Dean sets down his phone.

“Is that why you’re mad at me? All of the screw-ups — they just kept adding up, until you had enough?”

“That’s not why I’m mad at you,” Dean says sharply. “Although you never did learn from all those screw-ups, did you?”

There is no good answer to that question. But Dean isn’t looking for one. He’s lost that cool poise he’s been affecting ever since Cas stepped foot back into the bunker, and there’s no trace of the listlessness that’s characterized his actions for the past few weeks.

“You let me think the snake died from grief,” Dean says very precisely. “We even had a little funeral for the damn thing, which would have been the time for you to take me aside and tell me that Jack was losing control. But you _bailed_ instead. This isn’t about the _snake_. This is about you leaving me with a troubled kid with superpowers _after_ I told you that I didn’t know what to do. You were his only angelic kin, but you told me that _I_ was responsible for keeping him on the straight and narrow. Why? Because I had done such a great job with Sam the first time around?”

“But you did do a great job with Sam,” Cas says quietly.

“It took _everything_ I had,” Dean says. “And then you wanted me to do it all over again.”

He’s shaking.

“Dean,” Cas says.

“You know,” Dean says, laughing mirthlessly, “you pulled a classic John Winchester on me.”

He falls silent.

Cas watches him from the doorway. He sits on top of his comforter, loosely hugging his knees. His phone lies abandoned on his pillow; he’s staring at his hands, lost in thought, and Cas thinks that he can see him fraying around the edges.

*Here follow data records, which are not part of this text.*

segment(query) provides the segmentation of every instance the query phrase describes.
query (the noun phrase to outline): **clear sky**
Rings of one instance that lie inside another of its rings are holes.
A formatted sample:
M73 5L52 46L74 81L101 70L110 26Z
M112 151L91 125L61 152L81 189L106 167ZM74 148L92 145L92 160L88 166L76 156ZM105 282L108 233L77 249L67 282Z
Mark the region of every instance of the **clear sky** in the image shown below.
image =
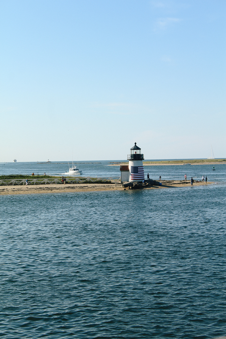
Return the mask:
M225 0L1 0L0 162L226 157Z

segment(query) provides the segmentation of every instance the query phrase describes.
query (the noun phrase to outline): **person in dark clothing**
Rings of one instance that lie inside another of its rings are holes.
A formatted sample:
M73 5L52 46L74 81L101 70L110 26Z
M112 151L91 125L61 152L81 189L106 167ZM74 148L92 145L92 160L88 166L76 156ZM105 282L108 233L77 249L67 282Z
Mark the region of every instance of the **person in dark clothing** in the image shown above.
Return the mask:
M193 180L193 178L192 177L191 177L191 186L193 186L193 182L194 182L194 180Z

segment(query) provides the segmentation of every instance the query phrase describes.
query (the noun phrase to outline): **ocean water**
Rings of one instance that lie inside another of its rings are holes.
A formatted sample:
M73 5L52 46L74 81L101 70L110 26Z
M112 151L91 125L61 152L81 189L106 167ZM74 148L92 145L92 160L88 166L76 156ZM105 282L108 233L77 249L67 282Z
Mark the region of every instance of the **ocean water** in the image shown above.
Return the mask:
M225 335L226 167L207 166L187 176L218 184L0 196L0 335Z

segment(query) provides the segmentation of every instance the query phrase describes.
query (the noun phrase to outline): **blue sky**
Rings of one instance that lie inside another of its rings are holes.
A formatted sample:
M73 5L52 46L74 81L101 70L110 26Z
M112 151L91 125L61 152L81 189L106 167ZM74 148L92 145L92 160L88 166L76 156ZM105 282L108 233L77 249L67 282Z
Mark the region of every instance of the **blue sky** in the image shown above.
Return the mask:
M0 162L226 157L221 0L0 1Z

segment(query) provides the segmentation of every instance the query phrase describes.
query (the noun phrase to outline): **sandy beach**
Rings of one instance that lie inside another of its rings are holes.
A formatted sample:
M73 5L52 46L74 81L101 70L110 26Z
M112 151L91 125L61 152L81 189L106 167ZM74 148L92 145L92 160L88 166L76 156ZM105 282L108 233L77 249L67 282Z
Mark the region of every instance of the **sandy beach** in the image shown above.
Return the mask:
M190 186L190 181L182 180L163 180L162 186L145 187L143 189L159 189L172 187ZM213 184L213 182L194 182L193 186ZM7 185L0 186L0 195L9 194L40 194L45 193L63 193L66 192L90 192L101 191L123 191L125 189L121 184L66 184L34 185L26 186ZM128 190L126 188L126 190Z

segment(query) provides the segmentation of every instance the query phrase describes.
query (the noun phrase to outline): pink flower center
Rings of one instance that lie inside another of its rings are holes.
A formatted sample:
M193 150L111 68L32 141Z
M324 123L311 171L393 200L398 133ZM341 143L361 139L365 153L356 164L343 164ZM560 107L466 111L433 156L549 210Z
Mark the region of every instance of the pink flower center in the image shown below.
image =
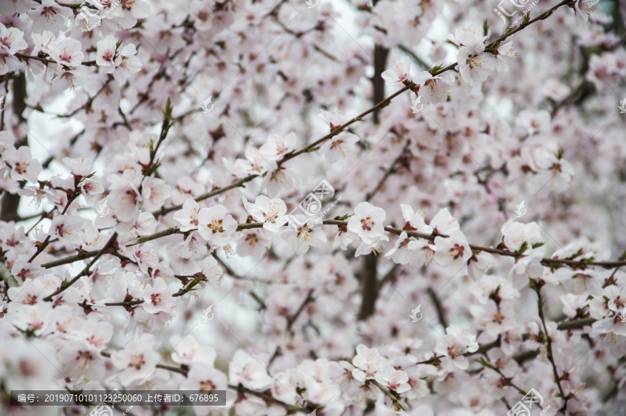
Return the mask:
M363 230L370 231L374 226L374 223L371 221L371 218L367 217L364 220L361 220L361 225L363 227Z

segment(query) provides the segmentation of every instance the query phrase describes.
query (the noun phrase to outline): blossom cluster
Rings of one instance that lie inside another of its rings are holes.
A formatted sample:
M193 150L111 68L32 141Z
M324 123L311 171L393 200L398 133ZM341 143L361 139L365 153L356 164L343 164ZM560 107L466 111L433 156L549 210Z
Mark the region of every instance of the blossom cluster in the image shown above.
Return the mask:
M0 413L618 413L623 2L270 3L0 2Z

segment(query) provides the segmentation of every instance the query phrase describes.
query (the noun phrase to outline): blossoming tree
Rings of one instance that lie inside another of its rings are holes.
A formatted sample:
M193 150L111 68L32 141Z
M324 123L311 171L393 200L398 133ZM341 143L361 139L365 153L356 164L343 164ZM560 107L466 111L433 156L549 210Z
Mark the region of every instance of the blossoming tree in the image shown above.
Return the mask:
M623 1L0 15L0 413L619 413Z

Maria Wyeth in the psychiatric ward comes to mind.

“Dean,” he says again, softly. “I’m gonna go get your brother.”

Dean stirs. “I’m fine,” he says. “Don’t bother Sam.”

“I’m sorry,” Cas offers at length. He doesn’t know what else to say.

“No you’re not,” Dean says wearily. He exhales, and looks up at Cas with eyes like bottomless wells. “You came here to fight,” he says. “So let’s fight.”

**Author's Note:**

> Title from the musical _Bonnie and Clyde_.


End file.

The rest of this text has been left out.